Hello, from New Haven!
We’ve slowly been settling in, and getting things in order. For some reason, this has been a particularly difficult settling-in/organization process. We have almost no cabinet space in the kitchen, so we’ve had to make a couple trips to IKEA for storage. We purchased a great black sideboard cabinet for all my platters, plates, and bowls, which I love! We also purchased a new dresser (which is barely going to fit in our tiny bedroom), and a shelving unit to convert a closet into a pantry (seriously, where did the occupant before us put his food?!). We got a couple bedside tables, too! So, things are moving right along.
Here’s a couple photos from when we first moved in — notice that there are 3 upper cabinets in the kitchen, one small one over the stove, one tiny one next to it, and one small one over the refrigerator (blocked by our old microwave) — that’s the only upper cabinetry we have – such a strange design.

Here’s a view from the hall, looking out over the livingroom (with the kitchen to the left):

So – New Haven.

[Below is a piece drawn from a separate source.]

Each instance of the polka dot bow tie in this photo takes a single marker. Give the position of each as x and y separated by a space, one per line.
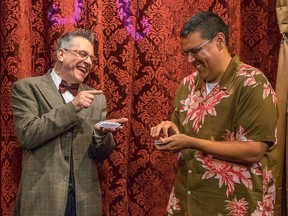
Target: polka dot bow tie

There are many things to like, and I think it’s a decent city overall. However, it’s super urban, in every sense of the word, and this is really a place where you just don’t walk around after dark. However, with the bad, there is also the good, like all the events that take place on the Green (there is a jazz festival this weekend), and lots of cool restaurants around, as well as walking distance to my school. So, we’ll see if we end up staying here the whole three years, and in the meantime, I’ll stock up on mace!
Living right across the street from Starbucks is proving just as dangerous as suspected. It’s green sign is taunting me as I sit here typing this post.

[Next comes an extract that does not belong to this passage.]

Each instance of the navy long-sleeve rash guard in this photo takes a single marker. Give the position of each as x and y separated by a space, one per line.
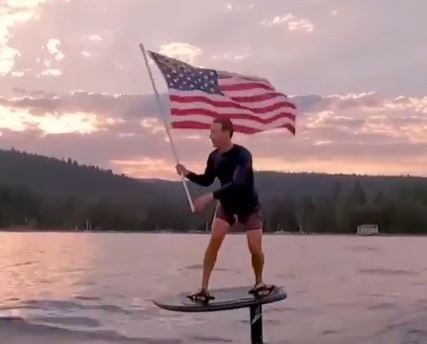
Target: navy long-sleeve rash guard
234 170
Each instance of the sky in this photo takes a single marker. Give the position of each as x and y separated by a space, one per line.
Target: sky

I cooked for the first time in our new place tonight. I made one of my favorite weeknight pastas, which is super easy (and tasty!), even despite an electric cook-top. Try it, I think you’ll love it!
Fusilli alla Caprese by Giada De Laurentiis
1 pound fusilli pasta
3 tablespoons olive oil
2 cloves garlic, minced
3 cups cherry tomatoes, halved (about 1 1/2 pints)
1 teaspoon salt
1/2 teaspoon freshly ground black pepper
1/2 cup packed fresh basil leaves, torn
8 ounces fresh mozzarella (not in water), diced
Bring a large pot of salted water to a boil over high heat. Add the pasta and cook until tender but still firm to the bite, stirring occasionally, about 8 to 10 minutes. Drain pasta into a large bowl and reserve 1/2 cup of the cooking liquid.
In a medium skillet heat the olive oil over medium heat. Add the garlic and saute until fragrant, about 2 minutes. Add the tomatoes, salt, and pepper. As the tomatoes cook and soften, smash them with a fork. Continue to cook until the tomatoes make a chunky style sauce, about 4 minutes. Transfer the tomato sauce to the bowl with the pasta. Toss to combine. Add the basil leaves and mozzarella. Stir to combine. Add the reserved pasta water, 1/4 cup at a time, until the pasta is moist. Serve. Serves 4.
I’m so glad you’re settling in! Just hang in there – I know how frustrating it is to not have everything in order. Thumbs up for a Starbucks so close to you. Everyone reading this…I can vouch for the Fusilli alla Caprese! Jenn made it last time I was up to SF and it is so YUMMY!